Coal is still one of the most commonly used fossil fuels in parts of Europe, yet it’s also one of the most pernicious. Each coal-fuelled power plant releases millions of tons of CO2 into the atmosphere, thereby worsening climate change. The burning of coal is also responsible for constant air pollution in countries like Poland.
But science can come to the rescue. Researchers at the National Resources Research Institute at the University of Minnesota Duluth have devised a type of solid biofuel, which boasts the high energy efficiency of coal but without the polluting side-effects. Better yet: it can be made from agricultural waste, which means that it could serve as a clean and green energy source for powering homes and offices.
The burning of this coal-like biofuel comes without heavy metal pollutants and with reduced sulfur levels. “As an added benefit, the biomass feedstock can be invasive plants, woody and agricultural waste, secondary wood species, and beetle-killed wood resources,” the researchers explain, adding the envision this biofuel “to be a supplement to fossil coal that helps reduce harmful coal emissions … at existing power and industrial plants.”
As an added benefit, the new type of solid biofuel can be produced within a few short hours. “If you think about how Mother Nature made fossil coal, it’s time, pressure and heat,” a member of the research team, Tim Hagen, explains. “We’re doing those same processes, but instead of millions of years, we’re doing it in a few hours. And because minerals don’t get into the mix, we don’t have those potential pollutants.”
The team of researchers already had a trial run of their “instant coal” biofuel at a electric plant Portland, where.they replaced fossil coal with 3,500 tons of biofuel, which required only a few minor tweaks with the mechanics. The biofuel preformed amazingly well and will thus be suitable for use on a commercial scale sometime soon. The research center’s lab is already producing up to 6 tons of the biofuel.
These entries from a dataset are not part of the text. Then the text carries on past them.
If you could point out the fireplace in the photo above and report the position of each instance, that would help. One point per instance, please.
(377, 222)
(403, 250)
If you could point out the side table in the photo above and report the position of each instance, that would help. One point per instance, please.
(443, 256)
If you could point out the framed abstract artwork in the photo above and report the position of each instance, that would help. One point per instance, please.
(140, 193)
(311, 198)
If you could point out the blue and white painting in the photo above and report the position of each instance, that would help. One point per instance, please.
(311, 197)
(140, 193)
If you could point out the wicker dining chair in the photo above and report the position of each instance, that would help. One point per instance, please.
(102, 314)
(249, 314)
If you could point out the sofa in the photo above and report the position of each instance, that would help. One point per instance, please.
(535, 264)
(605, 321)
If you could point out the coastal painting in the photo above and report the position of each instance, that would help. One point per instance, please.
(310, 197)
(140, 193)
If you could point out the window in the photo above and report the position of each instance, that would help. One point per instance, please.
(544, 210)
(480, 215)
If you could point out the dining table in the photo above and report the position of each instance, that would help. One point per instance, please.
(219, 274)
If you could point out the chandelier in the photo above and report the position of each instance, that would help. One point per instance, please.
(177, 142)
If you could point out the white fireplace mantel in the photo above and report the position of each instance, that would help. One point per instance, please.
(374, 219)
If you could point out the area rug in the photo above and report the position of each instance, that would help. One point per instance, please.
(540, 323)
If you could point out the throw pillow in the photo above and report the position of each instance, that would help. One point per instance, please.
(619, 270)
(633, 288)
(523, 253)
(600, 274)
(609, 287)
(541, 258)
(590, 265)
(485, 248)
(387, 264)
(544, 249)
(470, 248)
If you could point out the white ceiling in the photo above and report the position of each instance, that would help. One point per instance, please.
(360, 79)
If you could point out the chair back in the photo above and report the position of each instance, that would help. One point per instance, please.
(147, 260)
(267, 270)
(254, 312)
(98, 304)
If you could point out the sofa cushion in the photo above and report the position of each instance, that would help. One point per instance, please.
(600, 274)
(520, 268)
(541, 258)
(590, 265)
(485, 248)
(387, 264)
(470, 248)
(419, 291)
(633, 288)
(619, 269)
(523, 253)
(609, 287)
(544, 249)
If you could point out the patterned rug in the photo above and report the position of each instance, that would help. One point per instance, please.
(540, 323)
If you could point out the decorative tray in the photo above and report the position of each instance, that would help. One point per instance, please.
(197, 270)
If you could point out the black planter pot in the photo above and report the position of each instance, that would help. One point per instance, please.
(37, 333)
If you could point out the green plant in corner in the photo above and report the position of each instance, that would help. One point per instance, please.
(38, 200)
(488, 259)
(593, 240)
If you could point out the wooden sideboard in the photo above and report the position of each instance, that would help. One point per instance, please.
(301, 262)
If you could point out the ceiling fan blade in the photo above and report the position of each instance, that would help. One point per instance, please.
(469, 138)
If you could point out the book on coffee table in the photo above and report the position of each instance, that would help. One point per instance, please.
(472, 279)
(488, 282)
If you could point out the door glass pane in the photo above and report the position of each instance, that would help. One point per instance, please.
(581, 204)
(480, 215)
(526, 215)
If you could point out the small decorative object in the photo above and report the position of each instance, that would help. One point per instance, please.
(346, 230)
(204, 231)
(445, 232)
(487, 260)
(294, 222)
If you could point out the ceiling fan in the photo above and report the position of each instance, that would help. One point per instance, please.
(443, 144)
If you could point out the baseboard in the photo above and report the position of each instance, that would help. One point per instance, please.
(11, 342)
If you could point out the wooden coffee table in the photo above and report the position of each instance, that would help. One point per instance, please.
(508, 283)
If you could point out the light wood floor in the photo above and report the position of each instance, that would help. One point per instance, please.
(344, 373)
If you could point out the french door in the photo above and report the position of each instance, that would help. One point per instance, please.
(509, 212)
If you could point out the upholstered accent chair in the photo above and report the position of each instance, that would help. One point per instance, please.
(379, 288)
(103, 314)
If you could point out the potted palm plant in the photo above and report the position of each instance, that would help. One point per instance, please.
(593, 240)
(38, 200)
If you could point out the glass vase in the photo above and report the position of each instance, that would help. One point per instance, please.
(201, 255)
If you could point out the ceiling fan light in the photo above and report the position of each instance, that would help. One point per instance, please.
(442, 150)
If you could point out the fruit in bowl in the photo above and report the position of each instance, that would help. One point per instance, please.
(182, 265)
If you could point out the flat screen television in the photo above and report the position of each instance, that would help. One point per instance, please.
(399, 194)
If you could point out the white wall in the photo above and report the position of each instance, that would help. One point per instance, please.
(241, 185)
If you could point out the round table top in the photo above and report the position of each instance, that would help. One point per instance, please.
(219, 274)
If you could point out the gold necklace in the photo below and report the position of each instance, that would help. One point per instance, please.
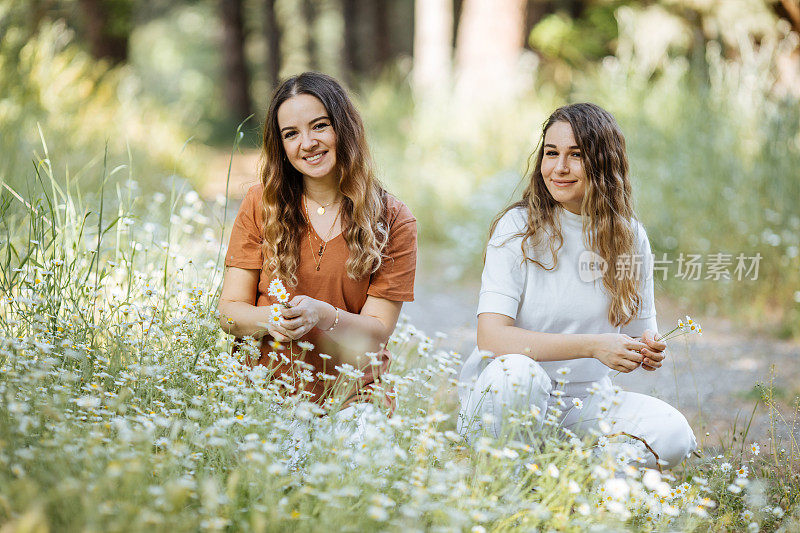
(324, 244)
(321, 208)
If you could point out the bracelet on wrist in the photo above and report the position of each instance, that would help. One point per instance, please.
(335, 320)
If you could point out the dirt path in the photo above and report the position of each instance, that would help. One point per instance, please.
(711, 378)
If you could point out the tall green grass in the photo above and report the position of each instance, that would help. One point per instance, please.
(123, 408)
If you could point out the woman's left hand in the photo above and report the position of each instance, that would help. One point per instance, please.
(654, 353)
(302, 315)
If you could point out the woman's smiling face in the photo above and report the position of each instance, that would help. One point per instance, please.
(308, 137)
(562, 167)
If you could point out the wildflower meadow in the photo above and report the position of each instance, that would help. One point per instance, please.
(123, 407)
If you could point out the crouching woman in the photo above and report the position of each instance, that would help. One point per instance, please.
(566, 298)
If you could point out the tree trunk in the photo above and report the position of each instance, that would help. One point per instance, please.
(309, 14)
(383, 48)
(104, 42)
(237, 80)
(488, 46)
(350, 65)
(272, 34)
(433, 48)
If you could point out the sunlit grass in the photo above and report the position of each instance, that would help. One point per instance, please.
(123, 408)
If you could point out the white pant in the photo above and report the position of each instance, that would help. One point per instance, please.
(517, 382)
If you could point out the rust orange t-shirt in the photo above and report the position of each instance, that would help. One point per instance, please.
(394, 280)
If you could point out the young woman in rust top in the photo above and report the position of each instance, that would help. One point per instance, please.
(320, 222)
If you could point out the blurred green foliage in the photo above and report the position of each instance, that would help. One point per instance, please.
(713, 130)
(714, 151)
(53, 92)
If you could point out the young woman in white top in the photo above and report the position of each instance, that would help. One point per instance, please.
(567, 296)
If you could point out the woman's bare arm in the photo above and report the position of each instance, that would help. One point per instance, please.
(354, 334)
(497, 334)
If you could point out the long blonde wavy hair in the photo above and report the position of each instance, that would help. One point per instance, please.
(363, 210)
(607, 206)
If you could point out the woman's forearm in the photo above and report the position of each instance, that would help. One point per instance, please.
(242, 319)
(354, 334)
(505, 339)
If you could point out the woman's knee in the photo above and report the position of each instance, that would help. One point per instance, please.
(677, 441)
(519, 372)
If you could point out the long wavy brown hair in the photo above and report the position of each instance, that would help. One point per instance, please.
(363, 210)
(607, 206)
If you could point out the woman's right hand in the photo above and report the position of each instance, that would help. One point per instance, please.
(618, 351)
(274, 330)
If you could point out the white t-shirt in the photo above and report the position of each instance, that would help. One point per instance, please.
(567, 299)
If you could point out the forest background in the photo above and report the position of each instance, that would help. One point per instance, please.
(125, 145)
(453, 93)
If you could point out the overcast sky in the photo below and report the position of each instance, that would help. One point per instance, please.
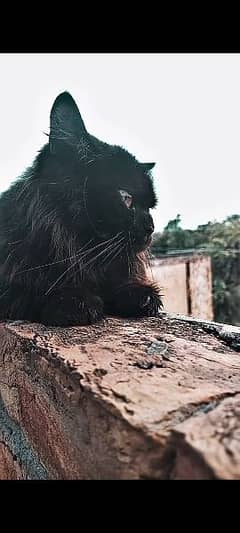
(180, 110)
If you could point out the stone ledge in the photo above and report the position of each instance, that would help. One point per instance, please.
(156, 398)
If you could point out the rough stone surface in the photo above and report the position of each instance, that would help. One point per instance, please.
(156, 398)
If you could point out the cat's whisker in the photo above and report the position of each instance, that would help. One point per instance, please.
(112, 246)
(111, 251)
(69, 258)
(74, 264)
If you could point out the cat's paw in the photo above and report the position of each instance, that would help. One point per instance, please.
(135, 300)
(66, 311)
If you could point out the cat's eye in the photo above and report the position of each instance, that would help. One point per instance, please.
(127, 198)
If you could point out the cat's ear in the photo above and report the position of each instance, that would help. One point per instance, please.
(66, 123)
(147, 166)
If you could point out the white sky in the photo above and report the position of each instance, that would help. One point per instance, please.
(180, 110)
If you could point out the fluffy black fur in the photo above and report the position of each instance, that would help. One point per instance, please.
(71, 249)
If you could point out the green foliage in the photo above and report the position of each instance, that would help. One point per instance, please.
(222, 242)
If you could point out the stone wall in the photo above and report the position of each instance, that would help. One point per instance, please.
(124, 399)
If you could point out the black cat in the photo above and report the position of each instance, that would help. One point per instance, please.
(74, 230)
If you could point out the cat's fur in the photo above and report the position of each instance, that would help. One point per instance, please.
(71, 250)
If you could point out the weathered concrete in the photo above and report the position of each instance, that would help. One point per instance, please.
(123, 399)
(186, 284)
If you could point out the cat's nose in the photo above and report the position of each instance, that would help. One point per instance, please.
(149, 228)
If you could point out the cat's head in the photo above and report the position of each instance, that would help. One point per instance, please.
(109, 187)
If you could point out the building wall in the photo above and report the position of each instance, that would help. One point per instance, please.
(186, 284)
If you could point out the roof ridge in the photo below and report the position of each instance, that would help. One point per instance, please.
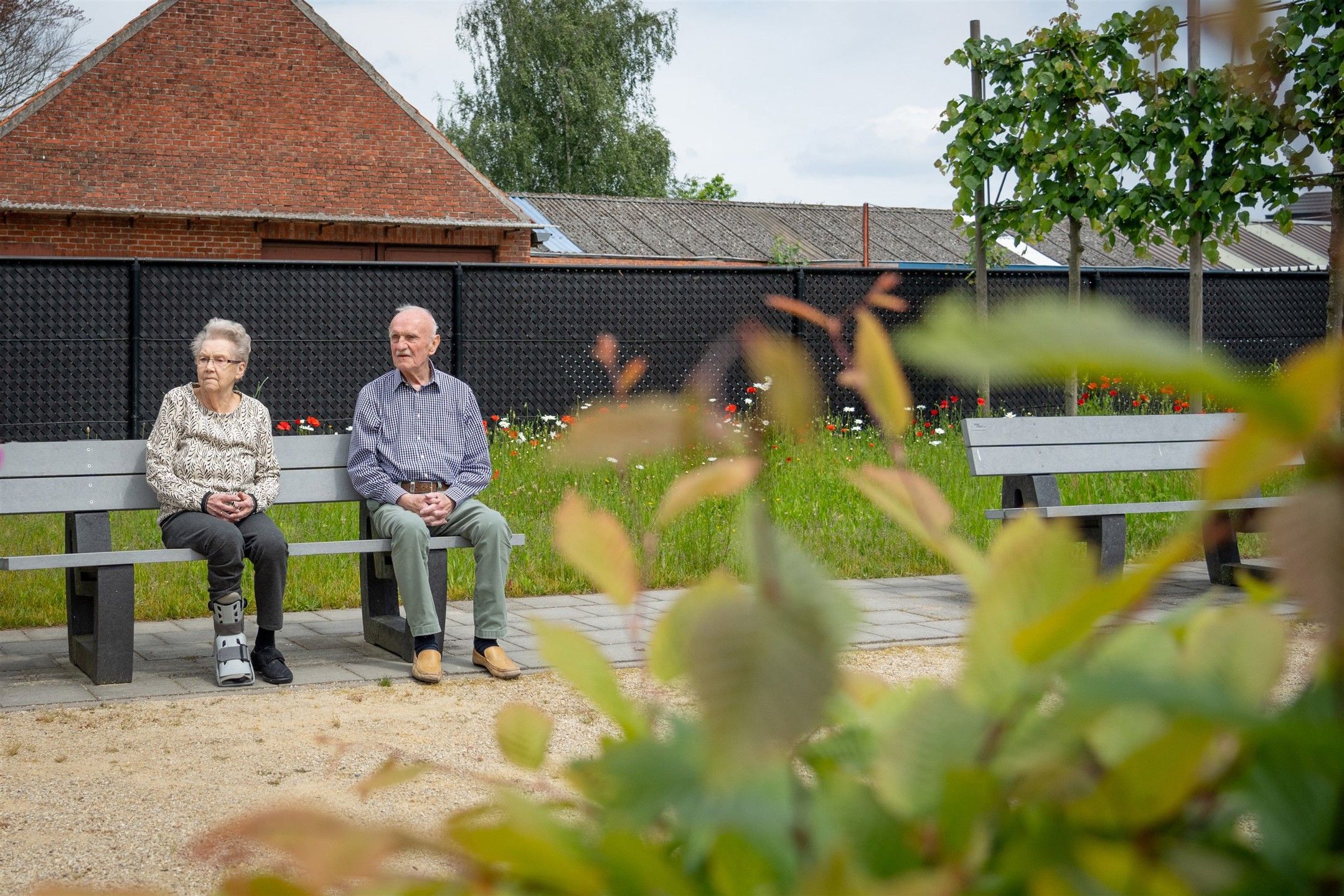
(436, 134)
(52, 90)
(710, 203)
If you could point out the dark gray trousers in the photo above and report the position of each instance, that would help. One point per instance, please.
(225, 546)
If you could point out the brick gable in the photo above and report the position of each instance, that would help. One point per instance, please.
(235, 106)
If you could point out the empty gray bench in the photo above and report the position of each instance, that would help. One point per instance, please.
(1031, 452)
(87, 480)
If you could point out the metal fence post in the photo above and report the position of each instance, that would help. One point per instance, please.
(458, 322)
(799, 293)
(133, 353)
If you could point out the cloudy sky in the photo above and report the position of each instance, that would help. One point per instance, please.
(820, 103)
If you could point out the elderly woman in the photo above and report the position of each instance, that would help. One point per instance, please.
(213, 464)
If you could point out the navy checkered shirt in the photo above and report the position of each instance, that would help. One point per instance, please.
(428, 434)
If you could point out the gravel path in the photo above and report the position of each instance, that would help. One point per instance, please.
(115, 795)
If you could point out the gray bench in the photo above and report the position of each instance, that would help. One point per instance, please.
(1031, 452)
(87, 480)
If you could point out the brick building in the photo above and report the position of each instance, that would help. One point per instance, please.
(240, 129)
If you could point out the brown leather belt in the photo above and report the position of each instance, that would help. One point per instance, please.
(424, 488)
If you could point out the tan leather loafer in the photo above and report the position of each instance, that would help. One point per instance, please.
(428, 666)
(496, 663)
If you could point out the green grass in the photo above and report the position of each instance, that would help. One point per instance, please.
(806, 489)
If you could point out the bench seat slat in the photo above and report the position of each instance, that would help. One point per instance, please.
(178, 555)
(1097, 430)
(75, 495)
(1140, 506)
(127, 457)
(1089, 457)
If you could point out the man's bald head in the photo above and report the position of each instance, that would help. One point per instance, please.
(413, 315)
(413, 336)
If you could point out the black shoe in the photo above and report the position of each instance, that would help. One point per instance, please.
(271, 666)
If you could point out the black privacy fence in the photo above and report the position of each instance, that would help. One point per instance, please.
(88, 347)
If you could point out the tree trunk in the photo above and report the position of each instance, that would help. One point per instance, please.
(1076, 301)
(1196, 310)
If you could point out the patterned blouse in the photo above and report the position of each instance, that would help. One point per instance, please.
(194, 453)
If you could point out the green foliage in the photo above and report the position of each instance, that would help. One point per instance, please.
(1069, 758)
(561, 100)
(715, 189)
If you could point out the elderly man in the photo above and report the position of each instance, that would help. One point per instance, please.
(418, 453)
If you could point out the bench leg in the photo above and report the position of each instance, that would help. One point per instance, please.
(100, 605)
(1106, 536)
(1030, 491)
(1222, 554)
(385, 627)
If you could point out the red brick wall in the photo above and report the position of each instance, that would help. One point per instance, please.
(88, 235)
(235, 105)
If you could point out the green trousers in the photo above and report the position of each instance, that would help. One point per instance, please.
(491, 542)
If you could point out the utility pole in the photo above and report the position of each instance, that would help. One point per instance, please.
(977, 95)
(1196, 237)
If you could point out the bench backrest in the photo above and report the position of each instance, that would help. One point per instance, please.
(58, 477)
(1041, 445)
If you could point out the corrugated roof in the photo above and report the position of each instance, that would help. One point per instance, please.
(687, 229)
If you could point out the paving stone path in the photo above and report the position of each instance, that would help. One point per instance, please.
(327, 646)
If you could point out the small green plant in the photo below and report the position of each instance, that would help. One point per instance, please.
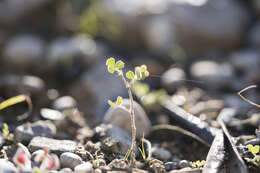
(254, 150)
(128, 78)
(142, 151)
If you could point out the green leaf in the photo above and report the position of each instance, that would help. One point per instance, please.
(120, 64)
(130, 75)
(111, 69)
(146, 73)
(111, 104)
(110, 62)
(138, 73)
(119, 100)
(143, 68)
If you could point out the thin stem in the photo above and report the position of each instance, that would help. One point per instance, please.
(132, 116)
(245, 99)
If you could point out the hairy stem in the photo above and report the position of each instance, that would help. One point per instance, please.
(132, 116)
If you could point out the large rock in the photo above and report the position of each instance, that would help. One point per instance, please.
(121, 118)
(95, 87)
(206, 24)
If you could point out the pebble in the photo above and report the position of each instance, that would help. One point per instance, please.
(212, 74)
(26, 132)
(121, 118)
(51, 114)
(24, 51)
(161, 154)
(7, 167)
(54, 145)
(84, 168)
(114, 139)
(70, 160)
(173, 78)
(65, 102)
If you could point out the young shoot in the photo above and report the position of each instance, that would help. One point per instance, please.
(140, 73)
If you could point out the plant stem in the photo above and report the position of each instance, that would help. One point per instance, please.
(132, 116)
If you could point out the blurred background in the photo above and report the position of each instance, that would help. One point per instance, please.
(51, 49)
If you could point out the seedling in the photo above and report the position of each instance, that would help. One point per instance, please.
(142, 151)
(6, 133)
(128, 78)
(254, 150)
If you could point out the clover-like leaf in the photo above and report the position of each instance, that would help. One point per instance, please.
(111, 69)
(143, 68)
(138, 73)
(130, 75)
(111, 103)
(120, 64)
(110, 62)
(119, 100)
(146, 73)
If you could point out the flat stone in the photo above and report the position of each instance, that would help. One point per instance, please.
(84, 168)
(70, 160)
(54, 145)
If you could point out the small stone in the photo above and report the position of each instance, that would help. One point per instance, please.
(121, 118)
(183, 164)
(114, 139)
(161, 154)
(70, 160)
(55, 146)
(171, 166)
(7, 167)
(212, 74)
(26, 132)
(51, 114)
(173, 78)
(65, 102)
(84, 168)
(66, 170)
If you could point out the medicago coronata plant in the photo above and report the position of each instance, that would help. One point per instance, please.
(140, 73)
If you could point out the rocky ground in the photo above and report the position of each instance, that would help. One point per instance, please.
(189, 118)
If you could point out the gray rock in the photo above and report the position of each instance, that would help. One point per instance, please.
(161, 154)
(70, 160)
(51, 114)
(26, 132)
(95, 87)
(246, 63)
(65, 102)
(114, 139)
(7, 167)
(121, 118)
(24, 51)
(55, 146)
(84, 167)
(173, 78)
(212, 74)
(197, 30)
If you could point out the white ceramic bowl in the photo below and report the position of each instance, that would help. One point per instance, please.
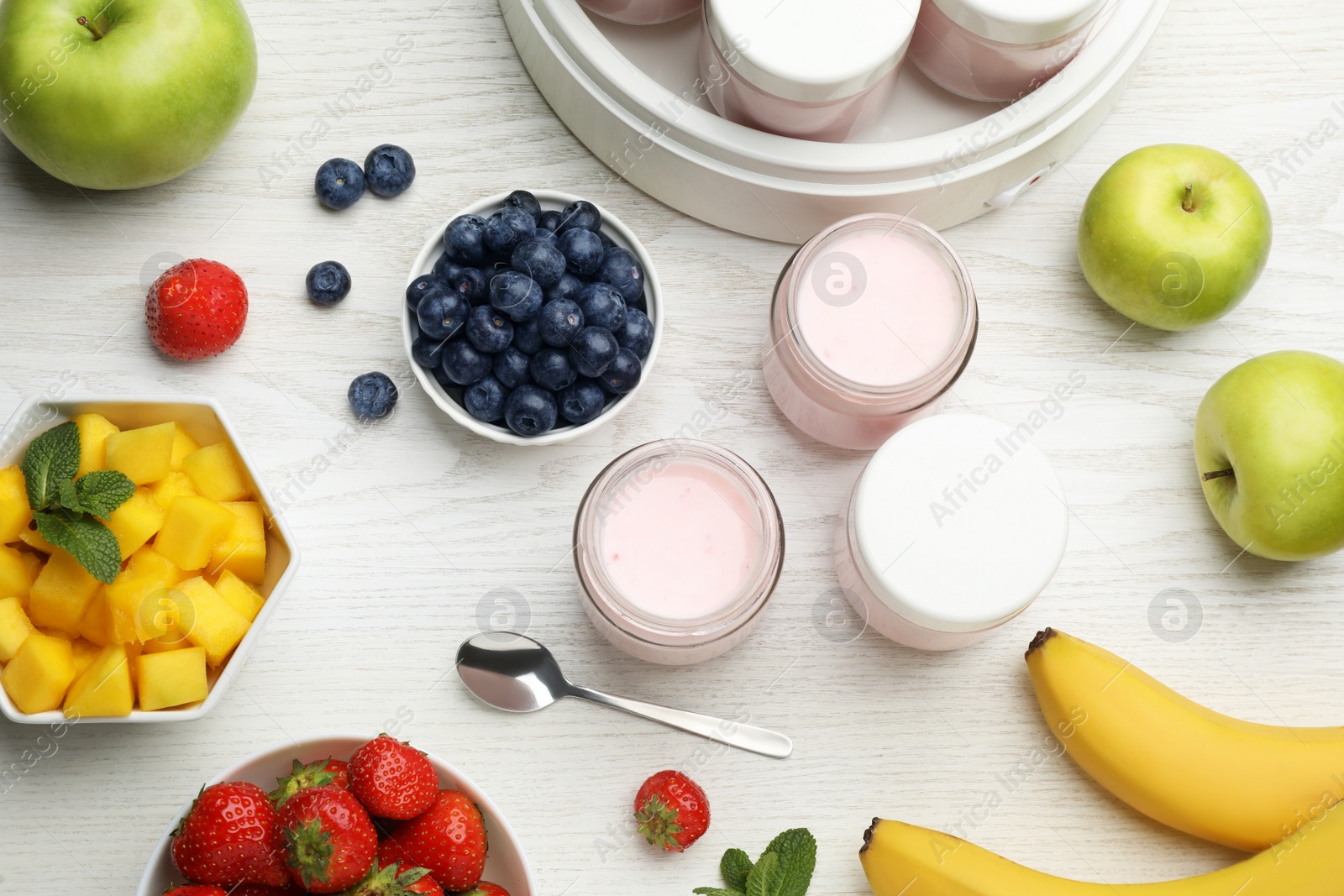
(206, 422)
(506, 862)
(452, 405)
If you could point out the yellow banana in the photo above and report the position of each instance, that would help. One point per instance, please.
(1234, 782)
(904, 860)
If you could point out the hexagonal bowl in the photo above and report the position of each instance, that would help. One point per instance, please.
(205, 421)
(506, 862)
(452, 405)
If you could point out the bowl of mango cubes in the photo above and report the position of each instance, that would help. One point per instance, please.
(140, 559)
The solid briquettes of biofuel are manufactured in a way similar to roasting coffee in a process known as torrefaction: raw biomass is dried and heated up to 249°C in a low-oxygen atmosphere. It is then compressed. “Maybe you like light roast coffee, it’s not as concentrated… or you can take it further and have a dark roast coffee. We can do the same thing here,” one of the researchers explains. The biofuel can also be produced in another process known as hydrothermal carbonization.